Canada’s military must be able to stand with its allies in new friction spots such as Greenland.COLE BURSTON/AFP/Getty Images
As far back as 2020, Canada’s army commander of the time warned that deploying the Forces for disaster relief risked taking away from the military’s ability to train together, diminishing fighting proficiency.
“If this becomes of a larger scale, more frequent basis, it will start to affect our readiness,” said then lieutenant-general Wayne Eyre, who went on to serve as chief of defence staff from 2021 to 2024 before retiring.
His worry of more frequent disaster-relief deployments is exactly what happened. According Department of National Defence data and information gathered by Peter Kasurak, a military expert and fellow at the Centre for International and Defence Policy, Queen’s University, the number of domestic missions is climbing fast.

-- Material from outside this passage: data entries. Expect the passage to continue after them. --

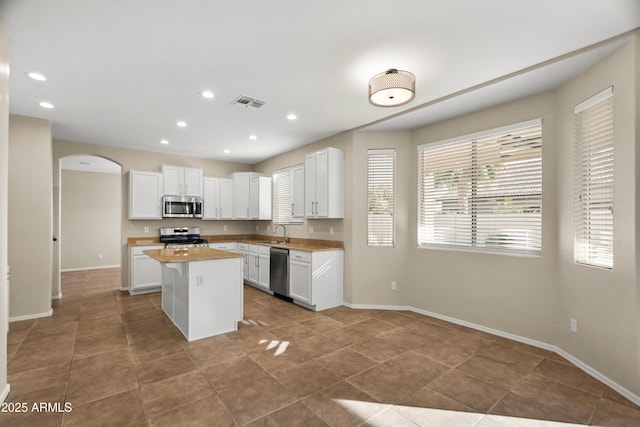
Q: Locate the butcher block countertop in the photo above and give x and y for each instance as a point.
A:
(265, 240)
(189, 254)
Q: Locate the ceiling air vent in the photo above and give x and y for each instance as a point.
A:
(247, 101)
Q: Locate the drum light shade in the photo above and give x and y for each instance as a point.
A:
(392, 88)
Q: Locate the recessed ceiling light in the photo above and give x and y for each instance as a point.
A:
(37, 76)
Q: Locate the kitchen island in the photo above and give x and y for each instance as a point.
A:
(202, 289)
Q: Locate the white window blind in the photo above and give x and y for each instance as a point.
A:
(483, 191)
(593, 181)
(381, 197)
(283, 197)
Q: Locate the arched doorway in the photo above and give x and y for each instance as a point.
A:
(89, 215)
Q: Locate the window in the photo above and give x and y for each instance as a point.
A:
(593, 181)
(287, 192)
(483, 191)
(381, 197)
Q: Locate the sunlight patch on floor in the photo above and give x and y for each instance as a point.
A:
(400, 415)
(280, 346)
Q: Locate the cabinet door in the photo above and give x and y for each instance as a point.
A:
(309, 185)
(297, 210)
(146, 273)
(210, 192)
(172, 178)
(145, 195)
(261, 200)
(322, 183)
(192, 182)
(245, 265)
(225, 201)
(263, 271)
(241, 195)
(254, 198)
(300, 281)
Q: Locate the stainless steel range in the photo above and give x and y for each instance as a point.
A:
(182, 237)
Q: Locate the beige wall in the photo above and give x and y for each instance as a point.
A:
(320, 228)
(145, 161)
(528, 297)
(604, 302)
(30, 216)
(374, 268)
(4, 198)
(513, 294)
(90, 236)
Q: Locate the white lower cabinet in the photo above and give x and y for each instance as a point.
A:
(256, 270)
(225, 246)
(243, 248)
(316, 278)
(145, 273)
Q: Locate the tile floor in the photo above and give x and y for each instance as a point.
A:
(117, 360)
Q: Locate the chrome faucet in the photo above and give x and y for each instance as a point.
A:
(284, 232)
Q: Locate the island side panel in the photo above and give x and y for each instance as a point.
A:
(216, 297)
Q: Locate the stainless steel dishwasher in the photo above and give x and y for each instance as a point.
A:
(279, 271)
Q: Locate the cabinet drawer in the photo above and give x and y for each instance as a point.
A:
(302, 256)
(228, 246)
(139, 250)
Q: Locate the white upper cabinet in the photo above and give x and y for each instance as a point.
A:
(260, 197)
(242, 194)
(251, 196)
(218, 198)
(179, 181)
(324, 184)
(145, 195)
(297, 210)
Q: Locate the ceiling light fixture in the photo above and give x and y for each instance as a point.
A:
(392, 88)
(37, 76)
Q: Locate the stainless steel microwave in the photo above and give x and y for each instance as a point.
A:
(181, 207)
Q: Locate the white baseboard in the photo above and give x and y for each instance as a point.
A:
(5, 392)
(31, 316)
(101, 267)
(583, 366)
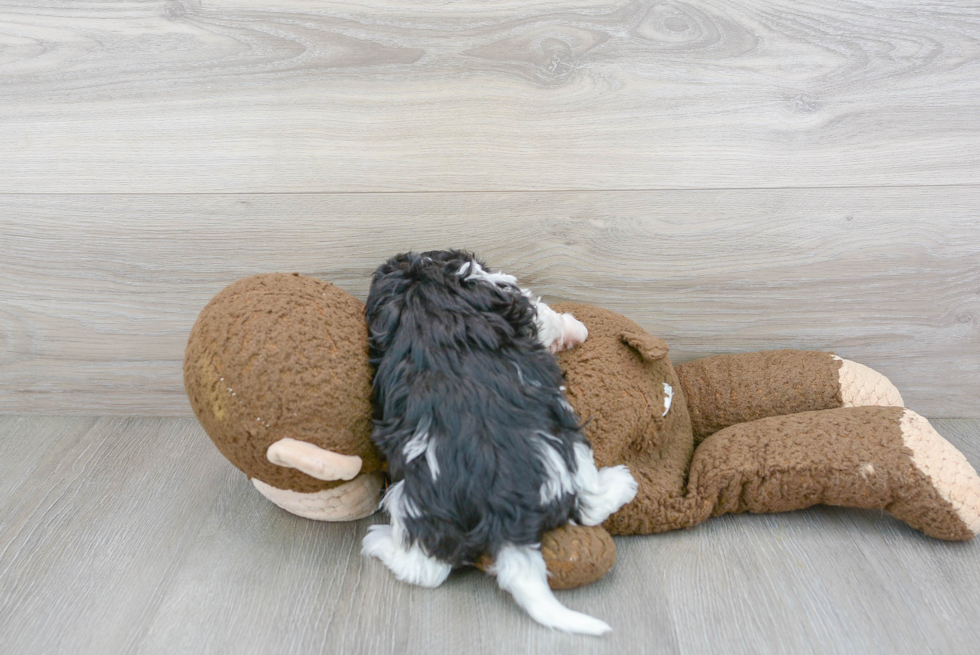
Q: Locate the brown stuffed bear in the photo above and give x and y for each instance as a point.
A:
(276, 371)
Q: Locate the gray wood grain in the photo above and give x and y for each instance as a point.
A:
(134, 536)
(98, 292)
(290, 95)
(90, 539)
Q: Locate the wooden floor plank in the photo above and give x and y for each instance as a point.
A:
(99, 292)
(90, 541)
(136, 537)
(375, 95)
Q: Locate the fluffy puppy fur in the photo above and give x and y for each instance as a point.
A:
(484, 452)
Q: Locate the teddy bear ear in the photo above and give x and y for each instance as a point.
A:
(650, 348)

There were six such deployments between 1990 and 2010 and 29 between 2011 and 2020. There have been 30 in the last five years, double the pace of the previous decade. A lot of this is due to erratic weather wreaking havoc; most of the recent domestic emergency missions were fire-related.

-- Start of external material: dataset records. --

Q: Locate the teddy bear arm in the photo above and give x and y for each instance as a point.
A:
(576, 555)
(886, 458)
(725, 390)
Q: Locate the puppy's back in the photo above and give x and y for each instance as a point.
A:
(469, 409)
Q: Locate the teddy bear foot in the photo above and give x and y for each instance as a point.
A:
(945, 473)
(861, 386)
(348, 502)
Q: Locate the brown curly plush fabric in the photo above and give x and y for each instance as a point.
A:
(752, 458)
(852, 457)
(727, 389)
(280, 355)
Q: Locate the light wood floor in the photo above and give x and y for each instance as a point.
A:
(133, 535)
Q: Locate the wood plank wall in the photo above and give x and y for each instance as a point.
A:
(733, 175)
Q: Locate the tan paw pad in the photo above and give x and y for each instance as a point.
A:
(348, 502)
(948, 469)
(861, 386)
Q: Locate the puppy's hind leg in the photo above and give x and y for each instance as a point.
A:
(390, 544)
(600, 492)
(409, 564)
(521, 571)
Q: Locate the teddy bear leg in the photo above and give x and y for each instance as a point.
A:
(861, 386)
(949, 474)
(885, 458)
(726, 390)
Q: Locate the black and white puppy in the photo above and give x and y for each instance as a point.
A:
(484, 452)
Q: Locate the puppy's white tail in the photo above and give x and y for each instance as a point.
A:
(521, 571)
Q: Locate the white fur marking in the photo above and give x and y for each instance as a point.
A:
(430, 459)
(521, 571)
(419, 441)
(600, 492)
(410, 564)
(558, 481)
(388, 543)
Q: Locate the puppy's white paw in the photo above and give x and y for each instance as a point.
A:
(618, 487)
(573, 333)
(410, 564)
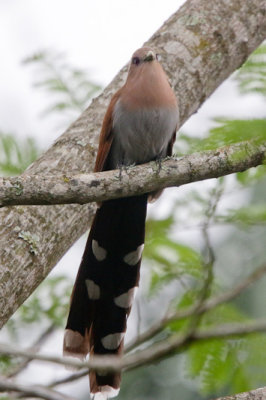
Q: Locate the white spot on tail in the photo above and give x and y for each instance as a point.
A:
(93, 290)
(125, 300)
(112, 341)
(74, 346)
(105, 392)
(98, 251)
(133, 257)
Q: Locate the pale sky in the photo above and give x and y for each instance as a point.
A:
(99, 35)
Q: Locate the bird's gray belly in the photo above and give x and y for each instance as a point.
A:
(141, 136)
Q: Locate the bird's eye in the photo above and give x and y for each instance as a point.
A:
(136, 60)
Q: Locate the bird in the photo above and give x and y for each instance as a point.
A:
(139, 126)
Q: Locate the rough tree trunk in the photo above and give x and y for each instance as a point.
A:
(201, 44)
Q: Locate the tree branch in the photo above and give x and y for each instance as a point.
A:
(81, 189)
(206, 306)
(154, 353)
(257, 394)
(201, 45)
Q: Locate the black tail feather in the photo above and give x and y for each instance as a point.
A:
(104, 288)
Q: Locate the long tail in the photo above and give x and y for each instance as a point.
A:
(104, 289)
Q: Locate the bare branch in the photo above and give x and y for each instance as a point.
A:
(151, 354)
(257, 394)
(34, 348)
(206, 306)
(81, 189)
(201, 44)
(40, 392)
(70, 378)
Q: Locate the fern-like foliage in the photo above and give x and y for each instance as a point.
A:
(70, 86)
(16, 154)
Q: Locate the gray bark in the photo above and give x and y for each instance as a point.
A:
(85, 188)
(201, 44)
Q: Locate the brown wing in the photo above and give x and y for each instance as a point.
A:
(106, 136)
(170, 145)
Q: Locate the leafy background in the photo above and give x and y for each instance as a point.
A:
(216, 229)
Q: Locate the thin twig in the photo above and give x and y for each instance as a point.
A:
(33, 349)
(153, 353)
(206, 306)
(32, 391)
(85, 188)
(68, 379)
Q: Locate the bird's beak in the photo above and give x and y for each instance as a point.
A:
(150, 56)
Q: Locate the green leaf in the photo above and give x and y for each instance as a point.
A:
(250, 215)
(16, 154)
(251, 77)
(70, 86)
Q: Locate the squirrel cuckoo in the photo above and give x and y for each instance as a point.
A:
(139, 126)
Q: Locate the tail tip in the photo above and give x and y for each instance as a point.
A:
(75, 345)
(105, 392)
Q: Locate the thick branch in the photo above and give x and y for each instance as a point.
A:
(149, 355)
(201, 44)
(34, 190)
(257, 394)
(188, 312)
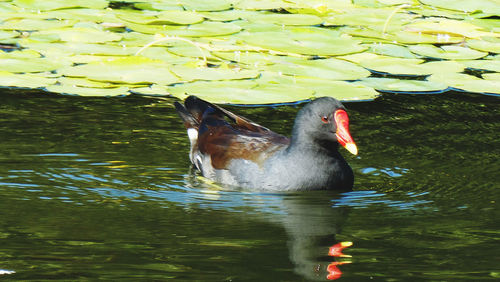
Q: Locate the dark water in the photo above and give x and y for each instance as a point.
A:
(101, 189)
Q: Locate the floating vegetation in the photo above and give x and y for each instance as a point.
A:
(250, 52)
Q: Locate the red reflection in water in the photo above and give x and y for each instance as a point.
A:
(336, 251)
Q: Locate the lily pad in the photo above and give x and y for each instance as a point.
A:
(449, 52)
(375, 18)
(448, 26)
(403, 85)
(164, 17)
(203, 5)
(20, 54)
(25, 65)
(341, 90)
(205, 28)
(133, 70)
(490, 6)
(264, 5)
(491, 45)
(24, 80)
(285, 19)
(190, 73)
(402, 66)
(392, 50)
(88, 91)
(58, 49)
(83, 35)
(492, 76)
(489, 65)
(60, 4)
(310, 41)
(35, 24)
(332, 69)
(82, 82)
(253, 59)
(8, 34)
(155, 90)
(402, 37)
(468, 82)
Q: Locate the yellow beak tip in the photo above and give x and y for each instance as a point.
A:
(352, 148)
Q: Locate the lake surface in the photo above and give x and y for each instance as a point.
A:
(101, 188)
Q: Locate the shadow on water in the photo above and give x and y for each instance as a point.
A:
(100, 188)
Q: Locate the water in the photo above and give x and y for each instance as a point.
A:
(101, 188)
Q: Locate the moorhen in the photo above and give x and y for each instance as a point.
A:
(233, 150)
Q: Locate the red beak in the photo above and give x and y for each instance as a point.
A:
(343, 136)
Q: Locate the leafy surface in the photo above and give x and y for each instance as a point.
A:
(331, 48)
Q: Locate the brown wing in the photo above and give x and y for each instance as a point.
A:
(224, 143)
(240, 138)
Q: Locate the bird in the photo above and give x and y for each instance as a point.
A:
(232, 150)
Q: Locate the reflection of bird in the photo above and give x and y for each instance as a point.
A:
(233, 150)
(312, 224)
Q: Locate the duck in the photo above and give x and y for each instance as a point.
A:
(233, 150)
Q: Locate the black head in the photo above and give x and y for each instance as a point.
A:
(323, 121)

Worryingly, the demand for these deployments is happening against a backdrop in which old security assumptions are being shredded and new adversaries lurk.
Editorial: In the age of Trump, it’s time to think about the unthinkable
Canada’s military must be able to stand with its allies in new friction spots such as Greenland. It must defend the Arctic as a warming climate opens sea lanes. And it must be ready for any NATO deployment to Europe, where Russian President Vladimir Putin has been eyeing the Baltic states.
In this world, the routine use of armed forces to work the line in forest fires or clean debris after floods is hard to justify.
This type of mission, providing humanitarian assistance or disaster relief, is listed as one of the eight core functions of the military in the most recent defence policy statement. And that’s fine, there are emergency domestic tasks, such as evacuations, for which the military is well-suited. They are stationed across the country and have the equipment to reach remote spots and navigate otherwise impassible routes.
However, the most basic function of the military is to be trained and ready to fight wars. It’s true that Canada has participated in only a handful of military actions since 1945. But to believe that this means the value of military readiness is obsolete would be like letting an insurance policy lapse because it’s been decades since the last fire.
At the same time, readiness has been allowed to decline. A government report from 2024 showed the military was far below its own target for being able to contribute concurrently to national defence, NATO and NORAD obligations, peacekeeping and disaster relief.
Every humanitarian deployment – however worthy and well-intentioned – detracts from the training and readiness of the military. That the Forces have been able to juggle domestic requests with their more basic responsibilities doesn’t negate the fact that these have an impact.
Of the 30 missions in the last five years, 18 of them were forest fire related. Wilderness fire-fighting has traditionally been a provincial responsibility. And that’s fair, they oversee most of the country’s forests. But the old model – in which provinces that are experiencing modest fire seasons assist those in crisis – is breaking down. In recent years, too many places have been burning at once.
Editorial: Venezuela’s fate is a warning for Canada
Still, stretched provincial resources are not a reason to call in the military. Provinces must recognize the new reality and invest accordingly. There is the risk of moral hazard in having the military step up. Knowing that this backstop exists allows the provinces to underfund their own emergency response operations, and then plead they are overwhelmed.
But it’s also strong motivation for Canada to look more seriously at creating a national firefighting service. Another option is the huge boost in reserve forces being floated by Chief of Defence Staff General Jennie Carignan, who wants to increase their numbers from 34,000 to about 400,000 over a decade. These part-time soldiers would constitute a civil emergency force.
Pulling regular soldiers away from their normal duties to work the fire-line is a poor use of resources. Any able-bodied person can fight a fire. Soldiering is a specialized skill. The basic function of a military is fighting. To defend a country requires fighting, or at least the willingness and ability to do so.
No one is questioning the willingness of the Armed Forces to do their job. But to be able to defend our freedom, they need to be free to fight.